In “Eight Below,” Walker plays Gerry Shepherd, an science researcher and guide, who must leave a group of Siberian Huskies behind when an accident occurs during an expedition in Antarctica. Although he plans to return to retrieve his dogs the following day, a severe snowstorm and orders from military personnel keep Gerry from reaching them for many months. During this time alone, the dogs break away from base and attempt to survive the harsh winter conditions by searching for food and staying together to fend off would-be predators.
With a young daughter and a number of nieces and nephews, Walker said it was his mother, who told him he needed to find a role in a film that children could enjoy.

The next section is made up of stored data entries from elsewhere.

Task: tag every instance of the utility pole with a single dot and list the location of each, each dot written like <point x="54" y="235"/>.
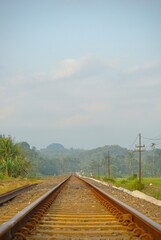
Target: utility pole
<point x="108" y="157"/>
<point x="140" y="150"/>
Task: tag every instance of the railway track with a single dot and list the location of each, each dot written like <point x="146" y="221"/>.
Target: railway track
<point x="77" y="210"/>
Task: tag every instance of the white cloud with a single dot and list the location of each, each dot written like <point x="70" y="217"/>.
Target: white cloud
<point x="74" y="121"/>
<point x="82" y="67"/>
<point x="6" y="112"/>
<point x="95" y="107"/>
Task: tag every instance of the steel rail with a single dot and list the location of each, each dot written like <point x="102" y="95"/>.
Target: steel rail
<point x="5" y="197"/>
<point x="140" y="219"/>
<point x="8" y="229"/>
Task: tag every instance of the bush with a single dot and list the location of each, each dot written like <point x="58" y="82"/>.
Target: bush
<point x="1" y="176"/>
<point x="108" y="179"/>
<point x="136" y="185"/>
<point x="132" y="177"/>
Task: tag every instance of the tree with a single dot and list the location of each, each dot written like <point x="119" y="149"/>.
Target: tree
<point x="11" y="158"/>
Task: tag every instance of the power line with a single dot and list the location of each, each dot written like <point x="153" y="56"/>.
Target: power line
<point x="133" y="142"/>
<point x="153" y="139"/>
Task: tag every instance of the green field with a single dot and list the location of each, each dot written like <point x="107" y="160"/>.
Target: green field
<point x="149" y="186"/>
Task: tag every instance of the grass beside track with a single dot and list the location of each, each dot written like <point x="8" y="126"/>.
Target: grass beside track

“I have a mom that’s laying on me saying, ‘You gotta make something the kids can see,'” he said. “She’s the Jiminy Cricket that is on my shoulder and Jiminy Cricket gets heavy after a while.”
At first thinking “Eight Below” was not something he would like to work on because of the similarity to 2002’s ill-received “Snow Dogs,” which starred Cuba Gooding Jr., Walker said he decided to read the script anyway and make up his mind from there.

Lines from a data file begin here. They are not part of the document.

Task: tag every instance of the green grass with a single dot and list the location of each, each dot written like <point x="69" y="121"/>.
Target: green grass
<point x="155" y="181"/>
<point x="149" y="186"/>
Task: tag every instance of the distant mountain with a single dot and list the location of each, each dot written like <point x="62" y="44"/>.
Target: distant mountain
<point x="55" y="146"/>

“I read it and it reminded me of ‘Old Yeller’ and I loved that movie when I was a kid,” he said. “So, I thought this was a good family movie to make. A few years ago I wouldn’t have cared to do this movie. But you grow up, you mature and you start seeing the bigger picture. You really start seeing life for what it really is. I wouldn’t have made this film if it didn’t resonate with me.”

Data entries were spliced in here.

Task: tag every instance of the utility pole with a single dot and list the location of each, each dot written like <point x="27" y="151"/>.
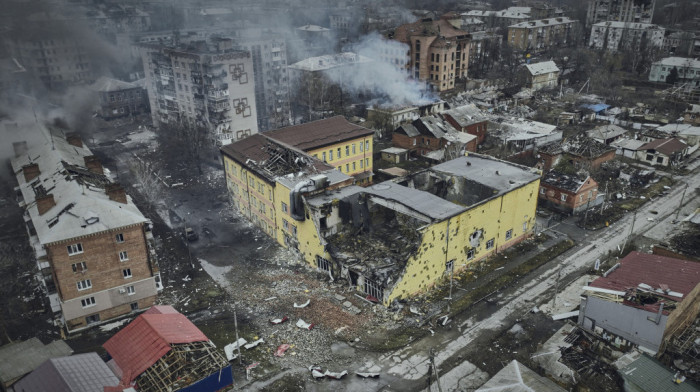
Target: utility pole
<point x="634" y="218"/>
<point x="681" y="205"/>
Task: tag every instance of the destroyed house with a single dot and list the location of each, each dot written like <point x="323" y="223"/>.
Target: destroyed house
<point x="93" y="246"/>
<point x="430" y="135"/>
<point x="398" y="238"/>
<point x="161" y="350"/>
<point x="643" y="301"/>
<point x="268" y="180"/>
<point x="336" y="141"/>
<point x="568" y="192"/>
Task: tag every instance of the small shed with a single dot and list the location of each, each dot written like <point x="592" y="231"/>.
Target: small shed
<point x="395" y="154"/>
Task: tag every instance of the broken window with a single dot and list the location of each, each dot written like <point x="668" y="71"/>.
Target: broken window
<point x="84" y="284"/>
<point x="75" y="249"/>
<point x="87" y="302"/>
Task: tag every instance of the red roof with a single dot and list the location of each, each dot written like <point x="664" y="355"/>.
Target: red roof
<point x="161" y="309"/>
<point x="146" y="339"/>
<point x="659" y="272"/>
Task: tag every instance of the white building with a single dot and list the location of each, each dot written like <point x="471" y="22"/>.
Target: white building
<point x="614" y="36"/>
<point x="688" y="70"/>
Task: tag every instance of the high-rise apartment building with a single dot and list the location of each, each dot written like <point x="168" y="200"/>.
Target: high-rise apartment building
<point x="202" y="83"/>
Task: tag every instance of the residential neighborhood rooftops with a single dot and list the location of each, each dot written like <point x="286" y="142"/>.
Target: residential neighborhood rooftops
<point x="76" y="373"/>
<point x="320" y="133"/>
<point x="542" y="68"/>
<point x="20" y="358"/>
<point x="663" y="274"/>
<point x="82" y="204"/>
<point x="666" y="146"/>
<point x="516" y="377"/>
<point x="146" y="339"/>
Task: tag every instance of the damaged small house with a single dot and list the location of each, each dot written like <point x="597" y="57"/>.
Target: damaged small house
<point x="390" y="240"/>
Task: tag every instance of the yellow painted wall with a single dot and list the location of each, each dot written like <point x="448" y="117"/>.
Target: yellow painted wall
<point x="428" y="265"/>
<point x="345" y="161"/>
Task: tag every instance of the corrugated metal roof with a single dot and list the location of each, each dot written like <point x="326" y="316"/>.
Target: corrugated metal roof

Growing up in California, Walker said he did get a chance to experience the snowier parts of the state as a kid and did not go into the film never having felt a bit of frostbite. Despite his preference for a warmer climate and his Nissan Skyline R34 over a sled, he did not mind adapting to the drop in temperature while filming in British Columbia. All it took was a little patience.
“Getting into the snow is not bad,” he said. “It takes some time to adjust. It was hard for the crew. They were knee-deep in snow humping around with all the gear. As an actor it’s not a big deal. If we’re working on one scene and the storm blows in, we move to another scene. We had it easy compared to the crew.”
Patience was also needed, Walker said, to learn the basics of dog sledding by professionals for his role, a skill he says he is “pretty proficient” in now.
“[The professional sledders] broke down the doggie-politics and wanted me to learn this and that,” he said. “But the truth is, it’s all progressive. It’s one day at a time. In one day you know very little, but at the end of three months you’re pretty kick-ass.”
With his dog-sledding days behind him and “Running Scared” opening wide Feb. 24, Walker’s world has catapulted onto a whole new level. Along with his first stint as a producer on a new film called “The Death and Life of Bobby Z,” in which he also stars, Walker is also wrapping up “Flags of Our Fathers,” the 20th film of his young career alongside Academy Award winners, director Clint Eastwood (“Million Dollar Baby”) and screenwriter Paul Haggis (“Crash”). In “Flags,” Walker portrays one of the six men, who raised the American Flag at the Battle of Iwo Jima, a turning point of WWII and now an iconic wartime symbol.
“You want to live and grow as much as you can,” Walker said. “As time goes on, I hope more opportunities present themselves and I hope to continue to grow as a person and an actor.”